Marciano sued the city last year challenging a policy requiring municipal workers be inoculated against Covid-19. He did not qualify for religious or medical exemptions, but instead argued he’d acquired immunity through his front-line service and should be free to make his own decision about getting the jab.
His case began in state court and was quickly kicked up to the federal level. The Second Circuit Court of Appeals denied his request for a stay of the vaccine mandate while his case plays out, so he asked the Supreme Court to grant him that injunction or strike down the city’s policy altogether.
News that Marciano got the high court’s ear came as Adams announced an end to the vaccine mandate for private-sector employees and students participating in after-school activities Tuesday. He did not, however, budge on the requirement for city workers.
Finn said the Supreme Court’s decision could change that.
“I think the court has been waiting for a case like mine,” she said in an interview. “I think they are waiting for somebody to approach the issue in a very clean and straightforward way.”
The case, she said, is simple: State and federal laws prohibit vaccine mandates without the recipient’s informed consent. And because Marciano did not give his consent, the suit alleges, his due process rights are being violated.
Thus far, lawsuits against the city’s mandate for city workers have failed, as state and federal courts have affirmed the city’s broad power to enact vaccine requirements.
“The Supreme Court has rejected numerous attempts to have it take up lawsuits on the vaccine mandate and a number of other courts have upheld the mandate, recognizing that it saves lives and is a condition of employment,” mayoral spokesperson Fabien Levy said in a statement.

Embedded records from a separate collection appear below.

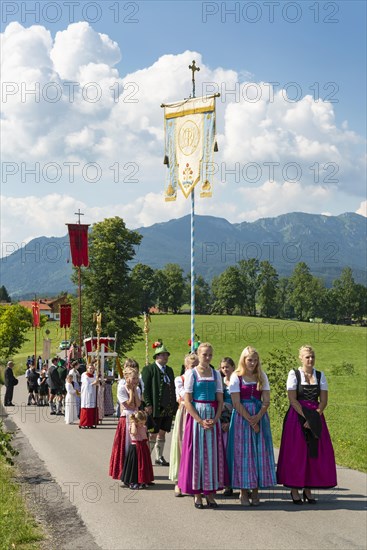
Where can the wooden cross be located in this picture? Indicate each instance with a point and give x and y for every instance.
(193, 68)
(78, 214)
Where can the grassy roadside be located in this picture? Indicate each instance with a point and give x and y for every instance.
(18, 528)
(335, 345)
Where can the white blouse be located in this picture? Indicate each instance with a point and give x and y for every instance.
(292, 380)
(234, 383)
(123, 396)
(179, 388)
(189, 380)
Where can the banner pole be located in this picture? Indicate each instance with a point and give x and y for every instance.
(35, 333)
(192, 270)
(80, 311)
(193, 69)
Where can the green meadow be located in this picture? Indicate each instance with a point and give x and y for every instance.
(335, 345)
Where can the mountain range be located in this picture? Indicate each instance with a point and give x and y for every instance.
(326, 243)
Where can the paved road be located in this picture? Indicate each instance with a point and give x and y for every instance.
(78, 461)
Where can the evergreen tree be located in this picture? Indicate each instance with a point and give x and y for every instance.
(173, 274)
(144, 279)
(268, 286)
(107, 285)
(249, 273)
(4, 296)
(307, 292)
(345, 290)
(15, 321)
(228, 291)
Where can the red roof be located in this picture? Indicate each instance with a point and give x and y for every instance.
(29, 303)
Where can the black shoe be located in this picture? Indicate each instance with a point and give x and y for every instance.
(211, 504)
(297, 501)
(308, 499)
(162, 462)
(198, 505)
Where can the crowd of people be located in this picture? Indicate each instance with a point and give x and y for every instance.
(221, 436)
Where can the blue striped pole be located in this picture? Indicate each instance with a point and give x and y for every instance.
(192, 269)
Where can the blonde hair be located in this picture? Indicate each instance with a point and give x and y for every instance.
(130, 367)
(205, 345)
(190, 358)
(140, 416)
(241, 368)
(131, 363)
(306, 348)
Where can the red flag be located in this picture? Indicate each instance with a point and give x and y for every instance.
(36, 314)
(78, 235)
(65, 315)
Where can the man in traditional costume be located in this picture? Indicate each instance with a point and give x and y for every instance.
(159, 399)
(54, 384)
(10, 381)
(88, 397)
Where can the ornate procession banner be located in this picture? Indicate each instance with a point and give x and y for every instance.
(78, 235)
(189, 145)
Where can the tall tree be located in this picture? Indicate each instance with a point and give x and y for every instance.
(228, 291)
(15, 321)
(161, 284)
(4, 296)
(345, 290)
(203, 295)
(307, 292)
(144, 278)
(107, 283)
(175, 286)
(268, 286)
(285, 309)
(249, 273)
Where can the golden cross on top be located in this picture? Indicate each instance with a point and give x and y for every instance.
(78, 214)
(193, 68)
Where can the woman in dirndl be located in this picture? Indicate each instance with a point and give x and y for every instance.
(306, 457)
(129, 398)
(203, 468)
(250, 453)
(191, 360)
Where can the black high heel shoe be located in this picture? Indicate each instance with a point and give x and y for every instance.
(211, 504)
(297, 501)
(198, 505)
(308, 499)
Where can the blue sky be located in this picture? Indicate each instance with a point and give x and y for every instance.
(314, 50)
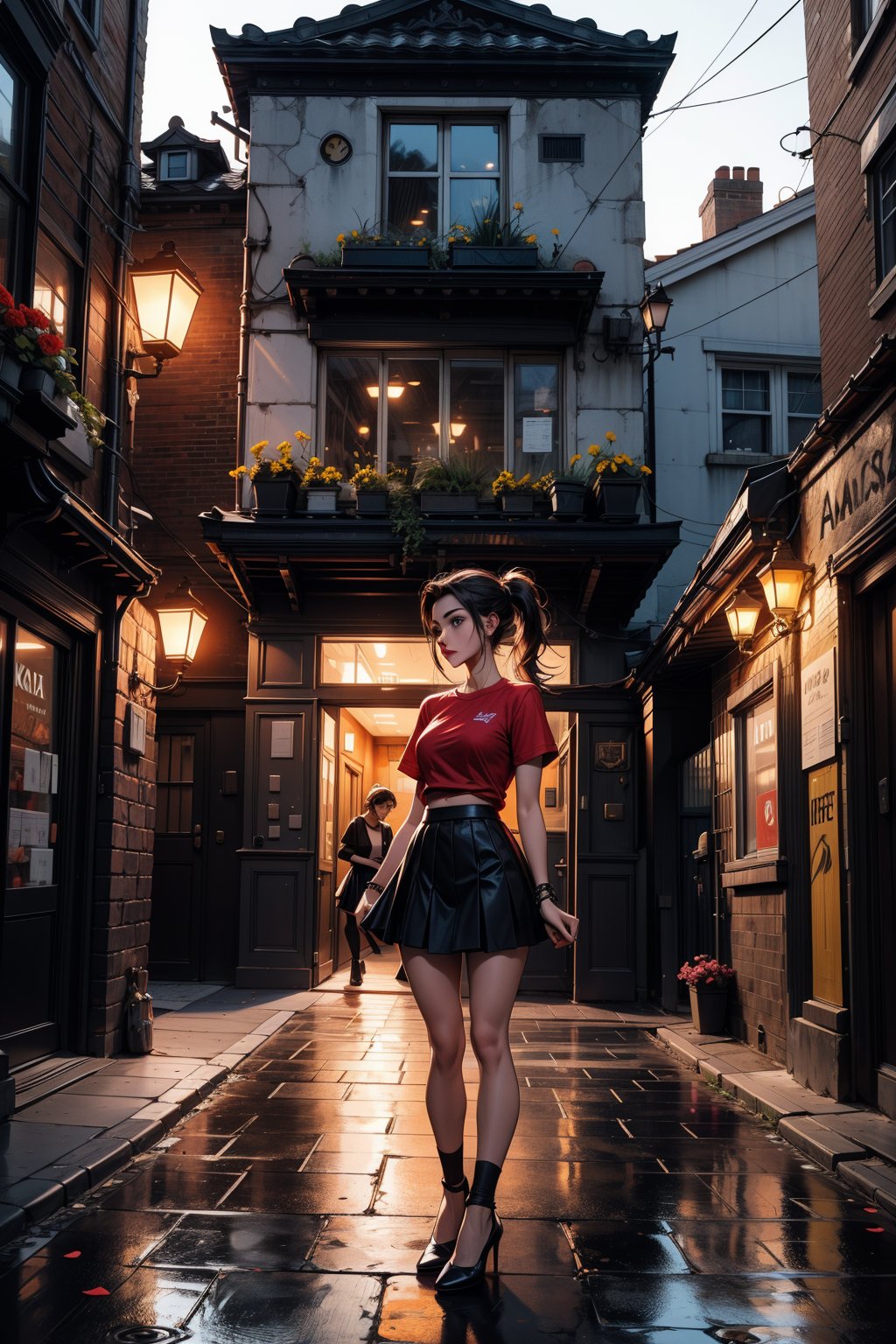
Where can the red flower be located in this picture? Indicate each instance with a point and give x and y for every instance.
(50, 344)
(37, 318)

On Monday — the same day POLITICO first reported the mayor’s intentions to drop the private-sector vaccine requirement — a union umbrella group sent a letter to First Deputy Mayor Lorraine Grillo and Office of Labor Relations Commissioner Renee Campion expressing outrage that the public-sector edict would remain intact.
“This city’s government has treated its dedicated public employees — people who prior to the availability of vaccines still got up in the morning to protect our streets, put out fires, pick up garbage, teach our children, and deliver vital social services, at risk to their own health — as disposable,” wrote Harry Nespoli, a co-chair of the Municipal Labor Committee, which includes the city’s largest public-sector unions.
Greg Floyd, head of Teamsters Local 237, said that he will wait to see if City Hall heeds the requests of labor leaders to apply the same standards to the public sector as the mayor is applying to private businesses.
“The first thing we are going to do is ask to have the same policy for our members who were dismissed, and we’ll take it from there,” said Floyd. “And if not, we’re going to consider legal action.”